Author, Scholar Elyn Saks to Speak About Experience with Schizophrenia

Saks

Elyn Saks, author of the acclaimed memoir “The Center Cannot Hold: My Journey Through Madness,” will speak Wednesday at the Law School about her experiences as a mental health law scholar and a person struggling with schizophrenia.

Saks, a professor at the University of Southern California Gould School of Law, will deliver the 13th P. Browning Hoffman Memorial Lecture in Law and Psychiatry at 4:30 p.m. in Caplin Pavilion.

“Professor Saks is a distinguished scholar of mental health law whose work has addressed patients’ rights to refuse treatment, informed consent, decisional capacity and criminal responsibility,” said Law School Professor Richard Bonnie. “Remarkably, Professor Saks has accumulated these achievements while struggling with schizophrenia.”

The talk, which is open to the public, is sponsored by the University of Virginia Institute of Law, Psychiatry and Public Policy and the Schools of Law and Medicine. Parking is available at the Law School.

Saks is Orrin B. Evans Professor of Law, Psychology, and Psychiatry and the Behavioral Sciences at the University of Southern California Gould School of Law.  She is also associate dean for research at the USC Law School; adjunct professor of psychiatry at the University of California, San Diego, School of Medicine; and research clinical associate at the New Center for Psychoanalysis. 

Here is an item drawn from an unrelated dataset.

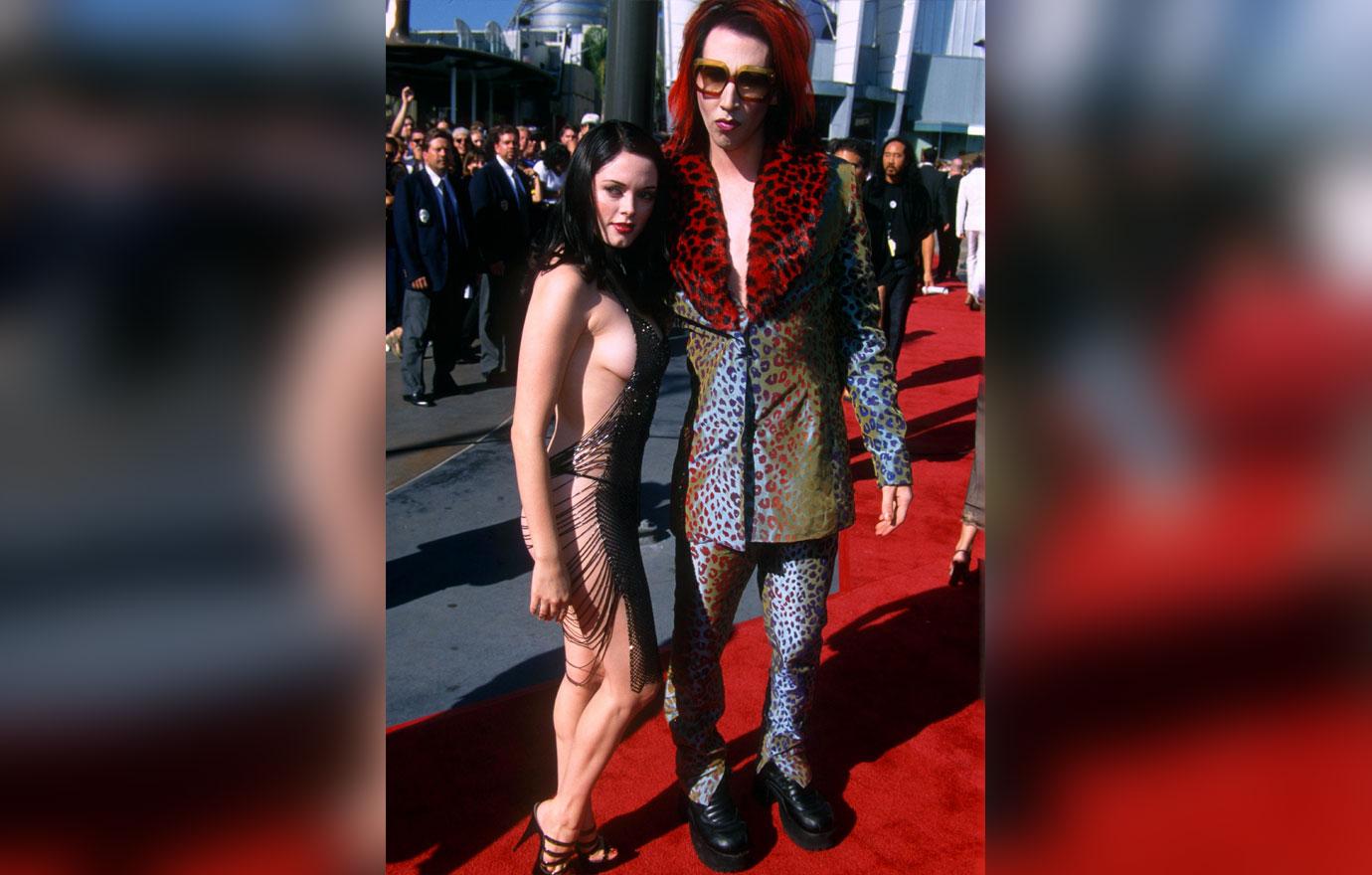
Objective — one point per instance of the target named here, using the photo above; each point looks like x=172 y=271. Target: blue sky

Saks writes extensively in the area of law and mental health, and has published four books and more than two dozen articles. She is an elected member of the American Law Instituteand has been awarded numerous awards, including USC's 2004 Associates Award for Creativity in Research and Scholarship and 2004 and 2007 Phi Kappa Phi Faculty Recognition Award; The Books for a Better Life Inspirational Memoir Award; and Top Ten Nonfiction Book of the Year from Time MagazineSaks is on the board of several mental health nonprofits, including the Bazelon Center for Mental Health Law in Washington, D.C., and Mental Health Advocacy Services in Los Angeles.